Civil resistance is determined mainly through the juxtaposition of military coups. Non-violent resistance implies that the statement is made on behalf of the civil society. Timothy Garton ash notes that most revolutions in Central and Eastern Europe that occurred in the 1980's–90-ies, was aimed not at an abstract idea of a future ideal model of society, existing in the West the political system. They do not set ourselves a global goal, and was limited to the specific tasks of democratization of the existing political regimes. Thus, the "peaceful revolution" was perceived by participants in the tradition of the bourgeois revolutions of the XVIII and XIX centuries.

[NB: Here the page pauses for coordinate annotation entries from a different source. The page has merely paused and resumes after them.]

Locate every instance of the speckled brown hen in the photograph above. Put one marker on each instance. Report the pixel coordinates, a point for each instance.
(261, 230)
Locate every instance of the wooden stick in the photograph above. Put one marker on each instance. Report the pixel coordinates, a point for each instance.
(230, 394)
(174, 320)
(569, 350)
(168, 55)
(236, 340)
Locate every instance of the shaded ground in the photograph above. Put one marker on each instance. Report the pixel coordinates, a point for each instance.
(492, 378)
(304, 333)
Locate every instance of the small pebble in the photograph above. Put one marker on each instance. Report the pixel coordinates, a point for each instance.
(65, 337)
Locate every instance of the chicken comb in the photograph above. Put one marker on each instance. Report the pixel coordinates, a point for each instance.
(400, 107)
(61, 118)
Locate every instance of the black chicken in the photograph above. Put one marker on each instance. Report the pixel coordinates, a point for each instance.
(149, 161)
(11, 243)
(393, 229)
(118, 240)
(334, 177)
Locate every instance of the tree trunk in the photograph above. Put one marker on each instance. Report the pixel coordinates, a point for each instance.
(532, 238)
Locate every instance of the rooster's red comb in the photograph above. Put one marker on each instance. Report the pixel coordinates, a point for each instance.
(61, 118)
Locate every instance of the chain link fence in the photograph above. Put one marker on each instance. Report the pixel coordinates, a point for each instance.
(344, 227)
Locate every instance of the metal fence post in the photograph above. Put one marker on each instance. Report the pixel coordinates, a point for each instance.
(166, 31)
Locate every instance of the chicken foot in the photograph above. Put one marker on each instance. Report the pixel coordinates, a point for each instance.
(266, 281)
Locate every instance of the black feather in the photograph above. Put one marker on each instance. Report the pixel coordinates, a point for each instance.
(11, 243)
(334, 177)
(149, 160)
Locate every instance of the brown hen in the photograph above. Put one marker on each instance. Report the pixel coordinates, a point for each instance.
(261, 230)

Hannah Arendt, in analyzing the experience of the great French and American revolutions, comes to the conclusion that the failure of the revolutions of New time associated with the replacement of the concept of freedom as opportunities of active participation in the public sphere the notion of social "freedom from poverty". The later is not economic liberation of the poorest, and as the freedom to constantly push back the horizon of economic opportunities. We are talking about consumer society, in which constant desire for enrichment displaces the desire to participate in public administration. Arendt calls this "the ideal of individual happiness," which replaced the ideal of social freedom, proclaimed by the American revolution.

Example of modern usage:"In Russia there is something quite different, a rather unusual thing: the revolution of the middle class — class, inherently non-revolutionary". B. Akunin.Explain investigators.

Bibliography:H. Arendt. About the revolution.

Odessa M., And D. Feldman. The poetics of power.

D. Feldman. Terminology of power.

Slavoj Zizek. Revolution at the Gates. Afterword: Lenin "s Choice.

D. Agamben. The Homo sacer. A state of emergency.

V. Podoroga. The apology is political.

Adam Roberts, Timothy Garton Ash. Civil Resistance and Power Politics: The Experience of Non-violent Action from Gandhi to the Present.

Klemens von Klemperer. Germany's New Conservatism.